The Dandy Arsehole

I am caught in two minds here.

Coffee in one hand and my egg and bacon roll within reach of the other, I have found just about the only unoccupied seat left at the Qantas domestic terminal.

But the neighbours….

As in is my wont I have given myself about 45 minutes too much waiting time. It’s simply that I hate missing planes. Well that’s not true; I hate worrying about missing planes when I am just about to. And even that’s not true. Once I know I am going to miss a plane I stop worrying altogether. What I hate is thinking about it all, more than I hate getting up early.

So I needed to find a seat; it’s too long a wait to consider standing, eating and drinking.

Back to the business of the neighbours. Next to me at the solely unoccupied table is two persons. My guess is that they are government employees of the state variety. Maybe upper middlish managers in State Rail. Or something like that.

She, who doesn’t figure in this story, is a middle aged Indian woman of a totally nondescript nature. She hardly says a word. Nods a lot though, like one of those dogs on a dashboard.

He is about 40.

Probably a tad over-dressed for State Rail. The suit is too sharpish with its pin stripes contrasting with the over-contrasting shirt. He has a pocket kercheiffy thing going down as well. Pocket squares, I seem to recall, is what they are called.

Not unexpectedly he looks prematurely out of condition. But he has had plenty of practice in talking about himself, that is for sure.

[Switching to past tense; 15 minutes have gone by dear reader and the pair of nuggets have gone now]

I just got his whole life story in ten minutes in an annoyingly high-pitched first generation accent. Having gone to a multi-cultural school I would guess his parents were Yugoslavian of one sort or another. And I can say that because they were born in Yugoslavia, and when they left it was still Yugoslavia and not the current collection of seething pocket squares.

His mother was a saint that died young, at 72. Worked hard, raised all the kids, went to church and imparted all her wisdom on the kids (including my confessor) which seems to have boiled down to this; work hard, be entirely self focused and die shortly after you retire. Oh, and be as banal as you possibly can be.

The rest of the conversation was broken up into lectures on work and real estate.

Work was just a series of brain dribbles masquerading as management activities. Dribble, dribble, dribble. He even said at one point; “we need to do something new or innovative”. I would have loved to a have asked the difference.

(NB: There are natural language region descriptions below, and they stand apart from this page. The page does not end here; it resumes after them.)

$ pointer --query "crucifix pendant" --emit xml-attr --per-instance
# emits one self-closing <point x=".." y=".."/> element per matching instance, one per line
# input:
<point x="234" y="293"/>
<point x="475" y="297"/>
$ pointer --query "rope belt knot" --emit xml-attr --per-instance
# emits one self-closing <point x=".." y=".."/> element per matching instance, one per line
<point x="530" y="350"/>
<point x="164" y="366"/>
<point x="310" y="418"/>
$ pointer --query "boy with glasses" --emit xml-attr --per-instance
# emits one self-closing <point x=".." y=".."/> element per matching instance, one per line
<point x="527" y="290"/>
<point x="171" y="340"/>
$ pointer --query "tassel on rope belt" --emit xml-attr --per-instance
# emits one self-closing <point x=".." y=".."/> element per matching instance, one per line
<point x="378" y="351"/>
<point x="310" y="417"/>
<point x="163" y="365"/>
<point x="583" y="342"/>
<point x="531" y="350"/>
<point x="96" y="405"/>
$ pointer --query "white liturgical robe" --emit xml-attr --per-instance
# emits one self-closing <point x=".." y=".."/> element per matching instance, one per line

Real estate was all about the value of his house, then the value of the one next door which didn’t even have an en suite and sold on the weekend for one point five millions dollars, and then the one he almost went deep into debt for last year which is on a thousand square meter block and is now worth half a million more than he would have paid for it.

Finally he got onto his vision for his life. At forty years of age he is fixated on retiring young and enjoying his retirement with plenty of cash and no anxiety. At some point, he said, he might even travel somewhere.

About here I couldn’t take it any more, the headphones went in; The Dandy Warhols to the rescue.